WSRW : Mais les accords d'association et de 2012 ne concernent que l'exportation, et non l'exploitation des ressources naturelles. Est-ce que cela fait une différence ?
M. Devers : C’est une question très intéressante ... Au cours de la procédure, le Conseil a tenté de faire valoir cet argument. Mais exporter les ressources naturelles implique d'abord de les exploiter. Sans cette exploitation, il n'y aurait rien à exporter.
Dans le cas particulier du Sahara occidental, le lien entre l'exploitation et l'exportation est très fort puisque
95% de la production est exclusivement consacrée à l'exportation. En fait, on peut dire que les ressources naturelles sahraouies sont exploitées pour être exportés vers les marchés étrangers.
WSRW : Existe-t-il d'autres exemples de mouvements nationaux de libération défendant les intérêts commerciaux des peuples non autonomes ?
M. Devers : Eh bien, je vois au moins deux exemples. Lorsque la France et le Front de Libération Nationale algérien ont négocié
les accords d'Evian, une partie importante des négociations a porté sur l’économie et les intérêts commerciaux du peuple algérien, donnant lieu à une « déclaration de principes sur la coopération économique et financière » générale, et à une « déclaration de principes sur la coopération pour la mise en valeur des richesses du sous-sol du Sahara », spécialement dédiée à l'exploitation des ressources naturelles algériennes.
Les accords d'Oslo signés entre Israël et l'Organisation de Libération de la Palestine sont un autre bon exemple. En effet, l'article 11 de la Déclaration de principes sur les aménagements de l’autonomie provisoire de 1993 (Oslo I) et son annexe III, et l'article 24 de l'accord intérimaire israélo-palestinien sur la Cisjordanie et la bande de Gaza (Oslo II) traitent des questions économiques.
Le 29 avril 1994, le gouvernement de l'Etat d'Israël et «
l’OLP, représentant le peuple palestinien », ont même conclu un Protocole sur les relations économiques, créant une union douanière entre Israël et la Palestine.

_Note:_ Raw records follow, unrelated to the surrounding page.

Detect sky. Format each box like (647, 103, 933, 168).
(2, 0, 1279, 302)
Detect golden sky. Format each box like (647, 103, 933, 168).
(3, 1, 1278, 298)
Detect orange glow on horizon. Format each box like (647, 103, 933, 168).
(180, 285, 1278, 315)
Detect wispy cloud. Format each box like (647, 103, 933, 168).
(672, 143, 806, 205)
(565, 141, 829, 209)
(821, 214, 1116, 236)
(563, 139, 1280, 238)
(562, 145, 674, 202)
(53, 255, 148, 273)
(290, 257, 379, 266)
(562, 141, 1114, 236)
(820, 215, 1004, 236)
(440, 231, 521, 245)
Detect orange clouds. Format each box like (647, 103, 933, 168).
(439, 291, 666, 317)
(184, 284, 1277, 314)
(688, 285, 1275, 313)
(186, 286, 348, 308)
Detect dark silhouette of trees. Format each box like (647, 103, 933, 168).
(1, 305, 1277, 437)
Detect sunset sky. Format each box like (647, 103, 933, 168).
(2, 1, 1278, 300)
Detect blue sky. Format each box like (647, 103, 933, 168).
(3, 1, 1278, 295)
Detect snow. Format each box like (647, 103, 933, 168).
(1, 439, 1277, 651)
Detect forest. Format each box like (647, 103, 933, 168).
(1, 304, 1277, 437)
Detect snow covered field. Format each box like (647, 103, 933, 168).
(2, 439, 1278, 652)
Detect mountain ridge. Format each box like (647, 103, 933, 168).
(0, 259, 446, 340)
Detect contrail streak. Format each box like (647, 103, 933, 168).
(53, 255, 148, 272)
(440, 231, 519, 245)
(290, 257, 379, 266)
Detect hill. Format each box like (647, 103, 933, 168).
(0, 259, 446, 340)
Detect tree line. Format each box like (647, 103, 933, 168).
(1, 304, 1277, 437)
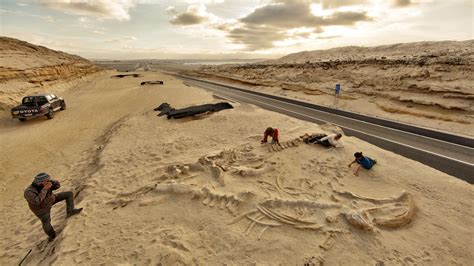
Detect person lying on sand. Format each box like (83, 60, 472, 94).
(261, 127, 279, 144)
(24, 173, 83, 241)
(304, 133, 342, 148)
(348, 152, 377, 176)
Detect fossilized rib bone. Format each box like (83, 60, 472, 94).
(260, 198, 342, 209)
(274, 173, 317, 197)
(332, 187, 408, 204)
(341, 192, 415, 230)
(370, 195, 416, 228)
(257, 205, 323, 228)
(343, 209, 375, 230)
(231, 164, 274, 177)
(228, 194, 343, 237)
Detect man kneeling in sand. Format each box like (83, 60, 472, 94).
(348, 152, 377, 176)
(261, 127, 280, 145)
(305, 133, 343, 148)
(24, 173, 83, 241)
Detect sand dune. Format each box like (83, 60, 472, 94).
(183, 40, 474, 136)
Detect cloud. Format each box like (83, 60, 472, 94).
(0, 8, 56, 22)
(316, 34, 340, 39)
(227, 25, 288, 50)
(224, 0, 371, 50)
(166, 0, 373, 51)
(104, 36, 138, 43)
(240, 1, 370, 28)
(72, 16, 108, 33)
(39, 0, 137, 21)
(318, 0, 369, 9)
(166, 0, 411, 52)
(269, 0, 369, 9)
(167, 4, 216, 25)
(392, 0, 412, 7)
(182, 0, 225, 3)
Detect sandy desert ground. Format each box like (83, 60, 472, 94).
(181, 40, 474, 137)
(0, 70, 472, 265)
(0, 38, 473, 265)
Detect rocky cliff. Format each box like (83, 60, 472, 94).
(0, 37, 101, 111)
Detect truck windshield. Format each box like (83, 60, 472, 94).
(22, 97, 37, 106)
(37, 96, 48, 105)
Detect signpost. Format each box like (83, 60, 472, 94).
(334, 83, 341, 106)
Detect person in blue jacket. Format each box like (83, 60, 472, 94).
(348, 152, 377, 176)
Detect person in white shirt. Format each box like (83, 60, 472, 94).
(306, 133, 343, 148)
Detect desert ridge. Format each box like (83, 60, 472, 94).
(182, 40, 474, 137)
(0, 37, 101, 115)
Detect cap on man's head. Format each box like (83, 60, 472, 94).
(34, 172, 50, 184)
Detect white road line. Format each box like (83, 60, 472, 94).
(194, 82, 474, 167)
(187, 78, 473, 150)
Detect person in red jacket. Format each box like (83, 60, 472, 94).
(24, 172, 83, 241)
(261, 127, 279, 144)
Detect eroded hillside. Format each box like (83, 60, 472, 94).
(187, 40, 474, 136)
(0, 37, 101, 112)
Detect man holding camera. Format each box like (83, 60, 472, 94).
(24, 172, 83, 241)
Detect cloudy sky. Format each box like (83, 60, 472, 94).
(0, 0, 472, 59)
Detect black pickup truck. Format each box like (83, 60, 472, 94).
(11, 93, 66, 122)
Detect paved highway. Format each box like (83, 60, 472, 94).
(178, 76, 474, 184)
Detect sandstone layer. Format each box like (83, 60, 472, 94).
(185, 40, 474, 136)
(0, 37, 101, 113)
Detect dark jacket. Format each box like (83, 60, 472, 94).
(263, 128, 279, 143)
(24, 180, 60, 217)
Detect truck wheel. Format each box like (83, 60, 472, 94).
(19, 118, 27, 122)
(46, 108, 54, 119)
(60, 101, 66, 110)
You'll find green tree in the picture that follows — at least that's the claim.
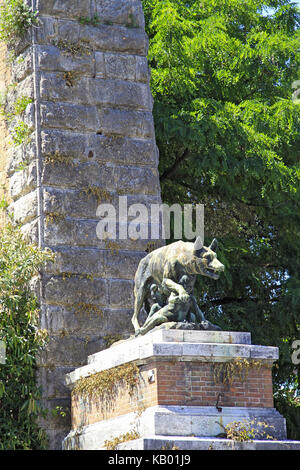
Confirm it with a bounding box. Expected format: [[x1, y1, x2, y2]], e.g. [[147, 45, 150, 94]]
[[142, 0, 300, 438]]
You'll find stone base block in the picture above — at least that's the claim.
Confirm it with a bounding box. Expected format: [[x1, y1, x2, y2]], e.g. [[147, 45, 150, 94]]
[[63, 405, 287, 450], [117, 436, 300, 451]]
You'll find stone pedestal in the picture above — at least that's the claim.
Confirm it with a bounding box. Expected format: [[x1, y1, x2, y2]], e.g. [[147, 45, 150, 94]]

Plus tard, l'Organisation de libération de la Palestine a conclu plusieurs
traités de libre-échange, y compris un accord d'association avec
l'Union Européenne, très semblable à celui signé avec le Royaume du Maroc.
Ces exemples montrent que les mouvements nationaux de libération sont capables de défendre les intérêts commerciaux des peuples non autonomes, car il s’agit d’une question inhérente au droit à l'autodétermination.
WSRW : Certains experts (
ici et
ici, ndlr) disent que si la Cour de justice de l'Union européenne adopte l'approche restrictive du AG à l'égard des intérêts commerciaux, le Front Polisario ne sera plus en mesure de contester l'accord de pêche dans
l'autre affaire pendante devant la Cour de justice. Est-ce correct ?
M. Devers : Je ne peux qu’exprimer mon désaccord. Le
Protocole de 2013 à
l'accord de partenariat dans le domaine de la pêche de 2006 n'est pas un traité de libre-échange, mais un accord qui organise l'exploitation des ressources naturelles du Sahara occidental par les pêcheurs de l'UE.
Sur la base de cet accord avec le Maroc, les navires de l'UE pêchent dans les eaux sahraouies et exploitent directement
les ressources halieutiques relevant de la souveraineté permanente du peuple sahraoui. En fait, les deux tiers des navires de l'UE autorisés à pêcher par le présent accord UE-Maroc opèrent exclusivement dans les eaux sahraouies. En avril dernier, la Commission a même pris la décision d'
autoriser davantage de navires de l'UE à aller pécher dans les eaux sahraouies.
En tant que seul représentant du peuple sahraoui pour l’exercice de son droit à l'autodétermination, ce qui inclut son droit à la souveraineté permanente sur les ressources naturelles du Sahara occidental, le Front Polisario est nécessairement concerné par les activités de pêche des navires de l'UE dans les eaux sahraouies.
La décision de la Cour Européenne de Justice devrait permettre de clarifier ce point. Jusqu'à présent, le Front Polisario et le peuple sahraoui ont toutes les raisons de faire confiance à la justice européenne.